Upon review of several randomized, controlled trials and epidemiologic studies regarding medical and surgical interventions, published since 1993, moderate evidence exists in support of radiofrequency neurotomy. Evidence for steroid injections, botulinum treatments, and cervical discectomy is conflicting or unclear. [62, 63]

  • Injection may be indicated for patients with chronic, persistent neck pain. Injection is indicated for severe neck pain with functional impairment, particularly cervical radiculopathy.
    • An anesthesiologist, interventional physiatrist, neuroradiologist, or other appropriately trained pain specialist may perform the injection.
    • Types of injection include epidural, selective nerve root, or facet block injections.
    • Intramuscular injections of lidocaine for chronic mechanical neck disorders (MNDs) and intravenous injections of methylprednisolone for acute whiplash are effective (a single trial). Evidence of the effectiveness of epidural injections of methylprednisolone and lidocaine for chronic MND with radicular findings is limited. [74, 75]
  • Percutaneous radiofrequency neurotomy of medial branch nerve to facet joint is effective for chronic neck pain due to cervical zygapophysial joint pain.
    • In one study of the efficacy of radiofrequency medial branch neurotomy to treat cervical zygapophysial joint pain from whiplash injury, the potential for secondary gain did not influence the response to treatment. [76]
    • Using cervical zygapophysial joint pain as a model of chronic pain, investigators studied the effect of percutaneous radiofrequency neurotomy. In all patients who achieved complete pain relief, their preoperative psychological distress also resolved. [77]
    • Medical branch blocks of the dorsal rami of the spinal nerves supplying the facet joints are recommended by Schofferman and colleagues. If significant relief occurs on 2 occasions, radiofrequency neurotomy is recommended, providing relief for up to 8-12 months. [78]
  • Whiplash-associated headache pain may be reduced with the injection of botulinum toxin A in cervical trigger points. [79] Moderate evidence has shown that intramuscular injections of BOTOX ® A for chronic MND were no better than saline injections.
  • Traction may be helpful.
    • A physical therapist can provide a trial of manual and/or mechanical cervical traction within the clinic. If patients achieve positive results, the physical therapist then may offer instruction in the use of a home overhead cervical traction unit, which must be prescribed by the physician.
    • A home cervical traction unit is most useful for patients with cervical radiculopathy.
  • Manipulation or manual therapy may offer some benefit in patients with acute or chronic neck pain. [80]
    • This therapy may be provided by an osteopathic physician (DO), a chiropractic physician (DC), or an allopathic physician (MD) with appropriate training. [80]

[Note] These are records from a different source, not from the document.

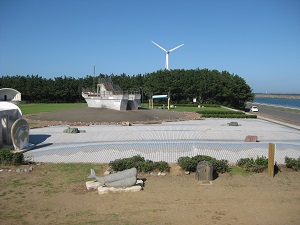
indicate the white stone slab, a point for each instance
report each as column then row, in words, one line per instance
column 92, row 185
column 105, row 190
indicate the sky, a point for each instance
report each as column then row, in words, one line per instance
column 258, row 40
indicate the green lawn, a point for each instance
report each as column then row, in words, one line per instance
column 39, row 108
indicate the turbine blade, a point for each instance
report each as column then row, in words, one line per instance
column 159, row 46
column 176, row 47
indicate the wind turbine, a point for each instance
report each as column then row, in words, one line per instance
column 167, row 53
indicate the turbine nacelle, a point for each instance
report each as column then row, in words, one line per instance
column 167, row 53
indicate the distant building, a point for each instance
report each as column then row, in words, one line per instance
column 10, row 95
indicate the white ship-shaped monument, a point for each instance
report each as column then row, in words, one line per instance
column 111, row 96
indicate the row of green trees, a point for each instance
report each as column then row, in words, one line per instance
column 208, row 86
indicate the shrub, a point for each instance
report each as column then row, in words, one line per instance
column 190, row 164
column 251, row 165
column 292, row 163
column 162, row 166
column 7, row 157
column 139, row 163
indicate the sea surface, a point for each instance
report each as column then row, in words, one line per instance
column 280, row 102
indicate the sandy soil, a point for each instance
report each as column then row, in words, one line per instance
column 86, row 116
column 42, row 197
column 173, row 199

    • According to a study by the RAND Institute, the estimated rate of complication as a result of cervical manipulative procedures is 1 case per 1 million manipulations. [81]
  • Acupuncture may be beneficial for pain control and should be administered by an appropriately trained and certified provider.

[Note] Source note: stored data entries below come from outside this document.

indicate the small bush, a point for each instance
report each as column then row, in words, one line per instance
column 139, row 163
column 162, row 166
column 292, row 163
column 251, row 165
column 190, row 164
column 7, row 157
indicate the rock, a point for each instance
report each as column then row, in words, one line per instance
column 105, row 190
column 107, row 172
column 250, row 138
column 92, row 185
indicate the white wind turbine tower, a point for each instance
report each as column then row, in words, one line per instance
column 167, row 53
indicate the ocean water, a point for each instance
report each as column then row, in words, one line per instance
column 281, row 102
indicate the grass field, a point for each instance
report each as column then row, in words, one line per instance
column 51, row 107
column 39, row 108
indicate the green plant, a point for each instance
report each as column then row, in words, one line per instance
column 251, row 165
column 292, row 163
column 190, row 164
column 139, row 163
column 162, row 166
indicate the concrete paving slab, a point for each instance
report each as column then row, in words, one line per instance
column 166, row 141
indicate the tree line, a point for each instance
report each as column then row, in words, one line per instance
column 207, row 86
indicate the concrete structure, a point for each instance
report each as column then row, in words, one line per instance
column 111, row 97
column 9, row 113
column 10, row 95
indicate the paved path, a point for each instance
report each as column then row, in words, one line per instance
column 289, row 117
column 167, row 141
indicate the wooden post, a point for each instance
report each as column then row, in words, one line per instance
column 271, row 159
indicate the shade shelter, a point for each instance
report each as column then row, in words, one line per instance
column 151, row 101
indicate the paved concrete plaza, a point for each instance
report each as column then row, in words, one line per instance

  • Bracing with a soft cervical collar may provide symptomatic relief. The collar does not immobilize the spine; it only reminds the patient not to move his/her neck. If use of a soft cervical collar is prolonged, it may result in worsening of strength, flexibility, and function.

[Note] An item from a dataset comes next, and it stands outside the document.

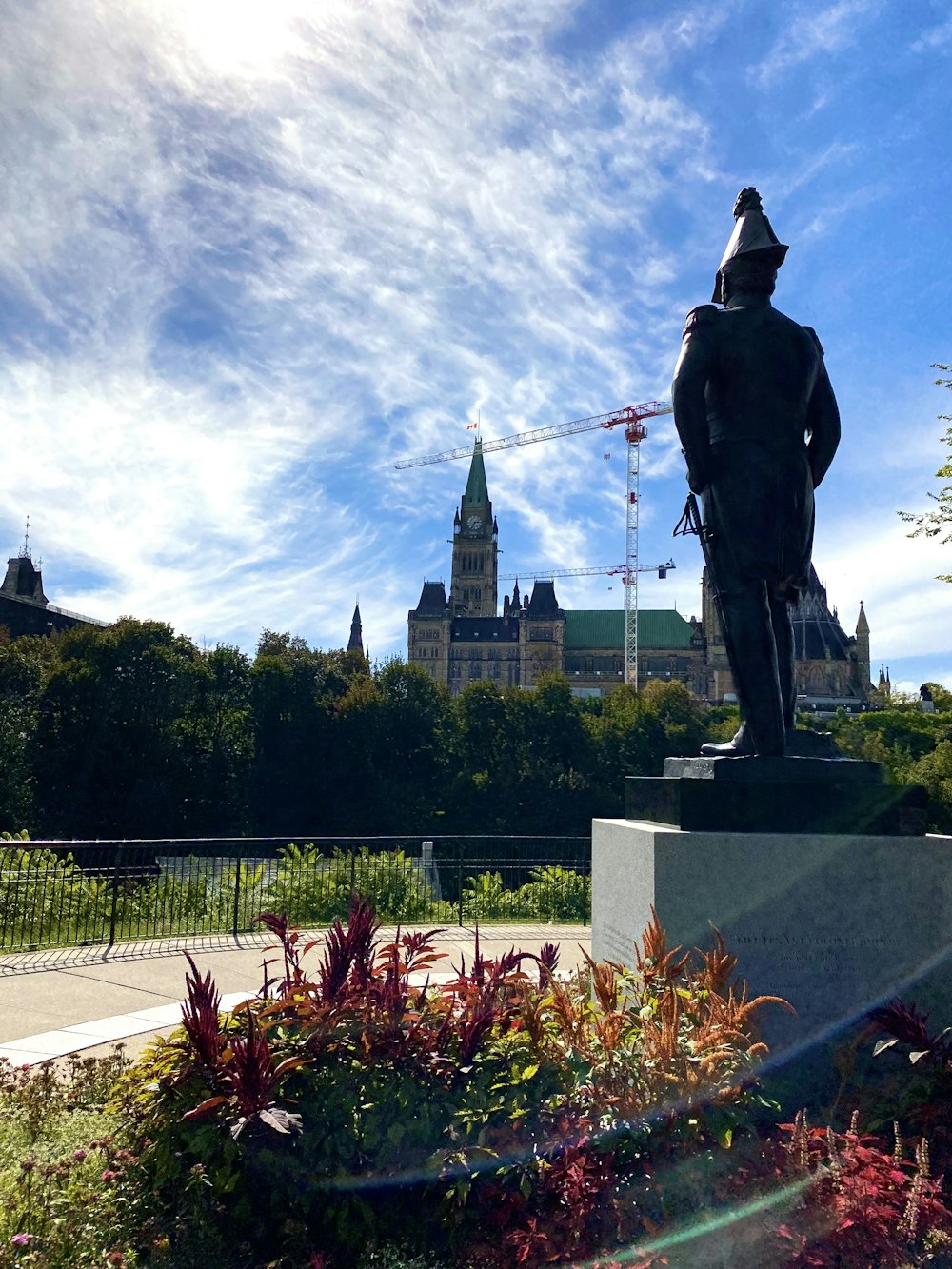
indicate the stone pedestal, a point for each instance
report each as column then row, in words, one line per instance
column 834, row 922
column 777, row 795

  • In a review of conservative treatments for whiplash, Verhagen concluded that "the current literature is of poor methodological quality and is insufficiently homogeneous to allow the pooling of results. Therefore, clearly effective treatments are not supported at this time for the treatment of acute, subacute or chronic symptoms of whiplash-associated disorders." [82] The clinician is then left with trying to do the right thing for management of whiplash injury in the face of uncertainty in the scientific community.